0

I am trying to analyze some daily fantasy lineups and need to split the lineup column into multiple columns, one for each position.

I would like the delimiters to be the positions ("P", "C", "1B", "2B", "SS", "3B", "OF").

I have tried to use str_split and separate but am slightly confused on how I would go about to get them into separate columns and then ordered.
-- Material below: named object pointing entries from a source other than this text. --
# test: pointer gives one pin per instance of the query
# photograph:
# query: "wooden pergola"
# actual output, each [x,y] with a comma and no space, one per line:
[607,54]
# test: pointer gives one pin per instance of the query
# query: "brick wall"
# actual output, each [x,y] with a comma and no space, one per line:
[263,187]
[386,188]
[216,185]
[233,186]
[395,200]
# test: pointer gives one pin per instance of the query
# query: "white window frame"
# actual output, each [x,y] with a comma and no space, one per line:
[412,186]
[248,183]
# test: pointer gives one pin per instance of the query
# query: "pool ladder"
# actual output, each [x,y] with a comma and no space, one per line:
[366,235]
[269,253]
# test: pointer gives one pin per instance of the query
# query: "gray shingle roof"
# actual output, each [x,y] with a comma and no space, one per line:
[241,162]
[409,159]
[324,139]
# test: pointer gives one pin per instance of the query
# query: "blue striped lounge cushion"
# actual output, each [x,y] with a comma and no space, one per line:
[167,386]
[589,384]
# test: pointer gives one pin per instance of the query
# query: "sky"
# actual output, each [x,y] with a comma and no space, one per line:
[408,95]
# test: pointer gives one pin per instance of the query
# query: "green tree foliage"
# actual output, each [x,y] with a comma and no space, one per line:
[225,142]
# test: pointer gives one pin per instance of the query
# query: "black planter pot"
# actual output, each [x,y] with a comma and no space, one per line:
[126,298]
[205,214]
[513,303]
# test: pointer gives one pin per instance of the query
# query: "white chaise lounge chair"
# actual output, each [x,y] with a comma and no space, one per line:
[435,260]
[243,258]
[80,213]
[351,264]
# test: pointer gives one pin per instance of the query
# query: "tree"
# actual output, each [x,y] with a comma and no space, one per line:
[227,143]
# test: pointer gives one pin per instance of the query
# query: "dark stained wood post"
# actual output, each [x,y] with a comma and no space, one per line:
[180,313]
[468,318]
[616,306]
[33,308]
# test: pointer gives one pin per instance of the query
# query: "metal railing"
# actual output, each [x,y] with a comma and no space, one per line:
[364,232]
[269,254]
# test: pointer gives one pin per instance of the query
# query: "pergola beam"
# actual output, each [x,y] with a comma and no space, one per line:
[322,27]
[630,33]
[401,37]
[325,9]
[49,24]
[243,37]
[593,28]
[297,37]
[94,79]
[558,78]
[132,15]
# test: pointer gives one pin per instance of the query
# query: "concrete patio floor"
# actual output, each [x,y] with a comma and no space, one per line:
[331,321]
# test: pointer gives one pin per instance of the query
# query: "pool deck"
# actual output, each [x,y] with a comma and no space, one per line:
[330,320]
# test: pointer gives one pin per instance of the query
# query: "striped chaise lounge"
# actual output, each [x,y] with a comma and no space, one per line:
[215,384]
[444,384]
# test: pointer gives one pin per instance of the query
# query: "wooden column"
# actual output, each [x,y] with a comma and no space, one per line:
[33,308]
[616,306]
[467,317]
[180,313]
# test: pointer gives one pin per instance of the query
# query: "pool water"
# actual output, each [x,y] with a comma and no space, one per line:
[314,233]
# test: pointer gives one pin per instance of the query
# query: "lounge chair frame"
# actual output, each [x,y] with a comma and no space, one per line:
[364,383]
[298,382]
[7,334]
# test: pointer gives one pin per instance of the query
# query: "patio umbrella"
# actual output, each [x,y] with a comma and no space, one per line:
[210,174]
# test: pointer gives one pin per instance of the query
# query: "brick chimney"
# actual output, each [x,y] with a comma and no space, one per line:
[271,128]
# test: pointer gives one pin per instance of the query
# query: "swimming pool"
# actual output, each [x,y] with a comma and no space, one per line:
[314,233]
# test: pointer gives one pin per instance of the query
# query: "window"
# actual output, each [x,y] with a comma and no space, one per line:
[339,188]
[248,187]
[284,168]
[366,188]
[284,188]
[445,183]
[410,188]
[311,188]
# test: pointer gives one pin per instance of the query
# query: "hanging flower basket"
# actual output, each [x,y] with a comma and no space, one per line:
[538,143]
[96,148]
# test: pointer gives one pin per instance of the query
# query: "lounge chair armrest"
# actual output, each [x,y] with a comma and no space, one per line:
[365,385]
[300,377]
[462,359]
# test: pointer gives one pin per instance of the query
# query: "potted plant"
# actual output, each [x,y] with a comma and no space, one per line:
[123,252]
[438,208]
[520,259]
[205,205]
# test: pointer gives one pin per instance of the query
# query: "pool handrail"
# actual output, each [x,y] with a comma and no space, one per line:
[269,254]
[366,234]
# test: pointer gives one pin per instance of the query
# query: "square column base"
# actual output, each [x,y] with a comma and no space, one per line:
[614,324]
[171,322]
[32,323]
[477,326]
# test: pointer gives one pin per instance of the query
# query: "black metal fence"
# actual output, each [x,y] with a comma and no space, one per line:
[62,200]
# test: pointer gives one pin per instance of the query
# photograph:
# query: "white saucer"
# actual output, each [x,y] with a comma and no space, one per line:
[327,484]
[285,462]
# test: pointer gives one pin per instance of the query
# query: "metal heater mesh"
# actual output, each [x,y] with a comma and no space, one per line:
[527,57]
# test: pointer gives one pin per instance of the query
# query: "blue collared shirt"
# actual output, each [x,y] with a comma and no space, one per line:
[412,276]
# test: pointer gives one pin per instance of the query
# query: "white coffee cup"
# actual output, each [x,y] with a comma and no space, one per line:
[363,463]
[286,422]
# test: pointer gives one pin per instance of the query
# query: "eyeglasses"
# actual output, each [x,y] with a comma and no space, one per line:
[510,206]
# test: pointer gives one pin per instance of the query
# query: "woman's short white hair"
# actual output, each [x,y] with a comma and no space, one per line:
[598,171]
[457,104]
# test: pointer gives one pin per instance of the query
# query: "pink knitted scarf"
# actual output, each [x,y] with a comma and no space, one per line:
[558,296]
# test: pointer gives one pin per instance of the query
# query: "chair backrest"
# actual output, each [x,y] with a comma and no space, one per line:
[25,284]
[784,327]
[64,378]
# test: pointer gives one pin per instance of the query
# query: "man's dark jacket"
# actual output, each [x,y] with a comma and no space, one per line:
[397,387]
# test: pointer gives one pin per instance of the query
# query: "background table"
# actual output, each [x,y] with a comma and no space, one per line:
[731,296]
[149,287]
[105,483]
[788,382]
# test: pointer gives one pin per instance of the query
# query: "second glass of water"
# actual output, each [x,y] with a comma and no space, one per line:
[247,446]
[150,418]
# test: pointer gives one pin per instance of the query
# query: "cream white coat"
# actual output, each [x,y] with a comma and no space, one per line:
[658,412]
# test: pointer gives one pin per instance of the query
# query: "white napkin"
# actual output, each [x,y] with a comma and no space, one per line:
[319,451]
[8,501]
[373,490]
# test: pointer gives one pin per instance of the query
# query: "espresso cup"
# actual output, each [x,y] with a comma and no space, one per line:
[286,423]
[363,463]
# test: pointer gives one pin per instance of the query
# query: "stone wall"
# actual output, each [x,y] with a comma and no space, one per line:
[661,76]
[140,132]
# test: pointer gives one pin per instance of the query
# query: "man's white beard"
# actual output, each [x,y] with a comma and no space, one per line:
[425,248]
Here is the column that I want to split:

Lineup
1B Justin Bour P José Berríos P Justin Verlander 2B Kiké Hernández OF Cody Bellinger OF Joc Pederson C Austin Barnes SS Corey Seager OF Corey Dickerson 3B Jung Ho Kang
P José Berríos OF Albert Almora Jr. SS Javier Báez 3B Kris Bryant 2B Ben Zobrist 1B Anthony Rizzo OF Cody Bellinger OF Joc Pederson C Austin Barnes P Eric Lauer

I would like this to look like:

P             | P                 | C               | 1B              | 2B .. and so on...
------------- | ----------------- | --------------- | --------------- |
José Berríos  | Justin Verlander  | Austin Barnes   | Justin Bour     |
José Berríos  | Eric Lauer        | Austin Barnes   | Anthony Rizzo   |
  • 3
    What's the source of this data? It's not hugely complicated to use some regex to help parse it into a usable format it but looks as if it may have been pulled from someplace where it was already structured. If that's the case it would be better to grab it from there and keep the structure intact. – Ritchie Sacramento Mar 29 '19 at 00:35

1 Answers1

2

Here is an option

pos <- c("P", "C", "1B", "2B", "3S", "3B", "OF", "SS")
pat <- sprintf("(%s)", paste(pos, collapse = "|"))

library(tidyverse)
unlist(str_split(Lineup, "\n")) %>%
    str_split(sprintf("((?<=(%s\\b))\\s|\\s(?=(%s\\b)))", pat, pat)) %>%
    map(~as_tibble(matrix(.x, ncol = 2, byrow = T)) %>%
        group_by(V1) %>%
        mutate(n = 1:n()) %>%
        unite(col, V1, n, sep = "_") %>%
        spread(col, V2)) %>%
    bind_rows()
## A tibble: 2 x 10
#  `1B_1`   `2B_1`   `3B_1`   C_1     OF_1    OF_2   OF_3   P_1    P_2     SS_1
#  <chr>    <chr>    <chr>    <chr>   <chr>   <chr>  <chr>  <chr>  <chr>   <chr>
#1 Justin … Kiké He… Jung Ho… Austin… Cody B… Joc P… Corey… José … Justin… Corey…
#2 Anthony… Ben Zob… Kris Br… Austin… Albert… Cody … Joc P… José … Eric L… Javie…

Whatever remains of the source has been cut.